Hell, while we’re at it, let’s make a point of generating enough math teachers so that every state in the country can require four years of math in high school. Get the public K-12 system up to basic competence, and see what happens.
I think, at some level, we need to decide what the priorities in education are. Is there a shortage of competent math teachers? If so then a process in which we make it harder to become a teacher would seem to be counter-productive. After all, we are also grappling with real issues of potential reductions in the number of teachers due to budgetary constraints.
I think that failing to decide on these issues are at the heart of my concerns about education reform. Reformers point to schools like KIPP that have attrtion rates that make them infeasible as a national model. So that doesn't seem to be a way forward. But in the actual education system, we are discussing reducing resources and trying to compensate with higher quality.

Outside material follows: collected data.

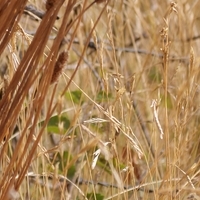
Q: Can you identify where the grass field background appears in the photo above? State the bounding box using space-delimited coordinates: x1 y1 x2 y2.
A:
1 0 200 199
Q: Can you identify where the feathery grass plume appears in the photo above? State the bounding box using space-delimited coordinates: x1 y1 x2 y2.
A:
51 51 68 84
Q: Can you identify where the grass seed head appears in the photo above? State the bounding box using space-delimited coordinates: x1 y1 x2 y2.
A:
51 51 68 84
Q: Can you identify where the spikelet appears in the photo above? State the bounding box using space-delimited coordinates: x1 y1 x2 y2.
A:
46 0 56 11
51 51 68 84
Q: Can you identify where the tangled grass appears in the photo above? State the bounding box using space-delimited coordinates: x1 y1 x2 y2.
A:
1 0 200 199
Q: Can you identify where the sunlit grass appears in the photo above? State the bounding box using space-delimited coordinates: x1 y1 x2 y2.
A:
1 1 200 199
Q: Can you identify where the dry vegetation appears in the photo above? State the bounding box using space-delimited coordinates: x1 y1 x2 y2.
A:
1 0 200 199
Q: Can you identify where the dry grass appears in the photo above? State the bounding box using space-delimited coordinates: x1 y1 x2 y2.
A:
1 0 200 199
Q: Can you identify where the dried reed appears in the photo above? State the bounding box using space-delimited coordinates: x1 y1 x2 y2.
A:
0 0 109 199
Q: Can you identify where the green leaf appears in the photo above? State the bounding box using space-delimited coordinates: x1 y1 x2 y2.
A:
113 158 126 170
96 91 112 102
97 157 111 174
67 164 76 179
87 193 104 200
47 115 70 134
47 126 59 133
65 90 83 104
57 151 76 177
148 66 161 83
161 94 173 109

Now, add in that the metrics used to evaluate schools have serious concerns (as pointed out by a wide variety of researchers) and it gets hard to see what the road forward looks like. Clearly, if we are reducing resources to education then we can't achieve this with a higher investment. We might gain some efficiency by breaking contracts with current teachers (over tenure and pensions) but such actions tend to increase costs in the long run.
So I think that the real thing that I want to see out of educational reform is specific proposals. Honestly, I suspect that a series of initiatives at the school district level (focusing on the issues in each area) might be the way to go. But I worry that the current approach seems far too focused on test scores and not on the actual process of education.